One priceless element of being in a true community is that feeling of being at home. Have you ever felt the comfort and freedom that comes with belonging to a deep, genuine group of friends? People are real. Masks are checked at the door. Weakness is okay, because weakness is a part of life, and community is a place of life.
Transparency is humbling and liberating, embarrassing and empowering. Transparency is necessary to being genuine. It also seems elusive; it can’t be manufactured, and it seems to appear when I least expect it. I have a beautiful friend who was part of a community I lived in and loved during college. She has always been an example of transparency to me, and several of her recent posts have made me realize that I took this honesty for granted. This honesty is a gift. Thank you, friend.
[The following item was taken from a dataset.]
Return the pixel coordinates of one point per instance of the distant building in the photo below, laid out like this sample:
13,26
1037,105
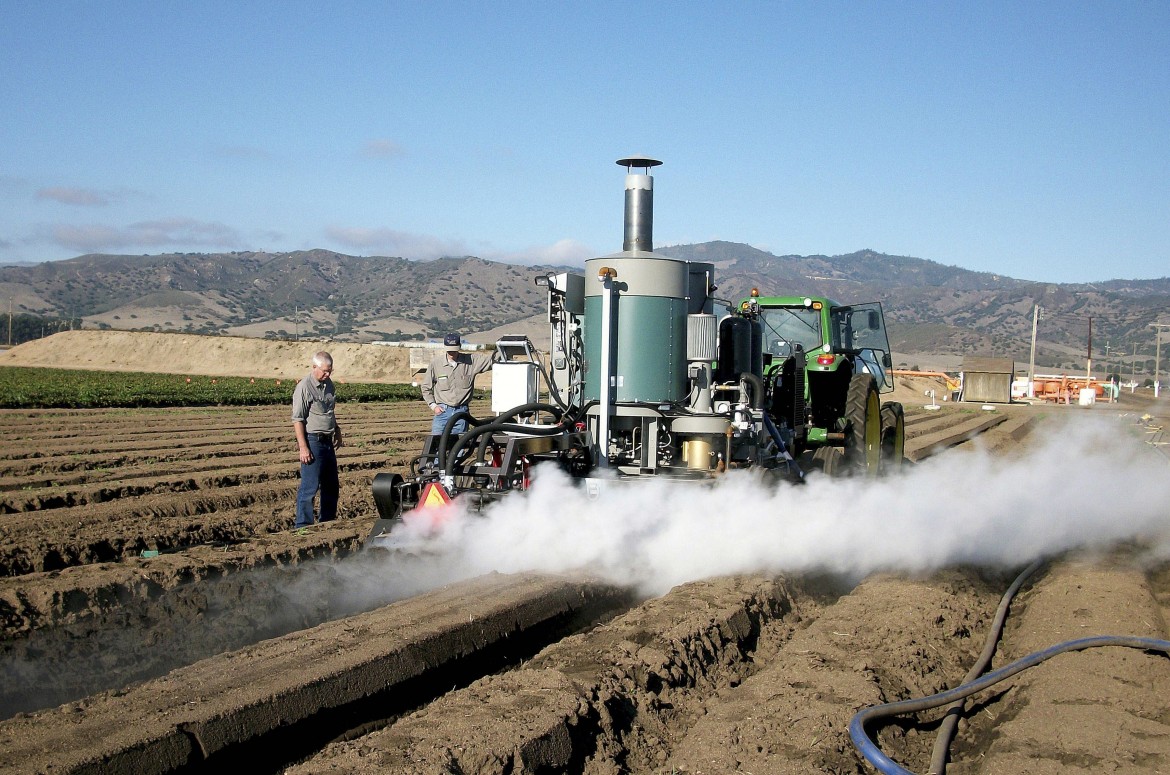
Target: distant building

Heidi, Do you know why we’re friends? I remember walking into your room on our hall freshman year. I had a question about some US Government assignment. I didn’t know you at all, and never envisioned that one day we would actually be friends. I might have alluded to the difficulty of the assignment; I don’t remember. I only remember that you came out and bluntly said that it was a tough assignment and you were struggling through it. You were the first person at Wheaton who manned up and said something was difficult. The rest of us were still trying to be our high school perfectionist selves. You really surprised me, and I was immediately drawn to you.
And that was the beginning of some very great and powerful moments in my life. Times of laughter, baldly candid and vulnerable conversations, crossword puzzles, coffee dates. Living a bit of life together (when we could fit it into our ridiculously swamped schedules).
So, thank you, friend. I hope I become more like you as I keep growing up.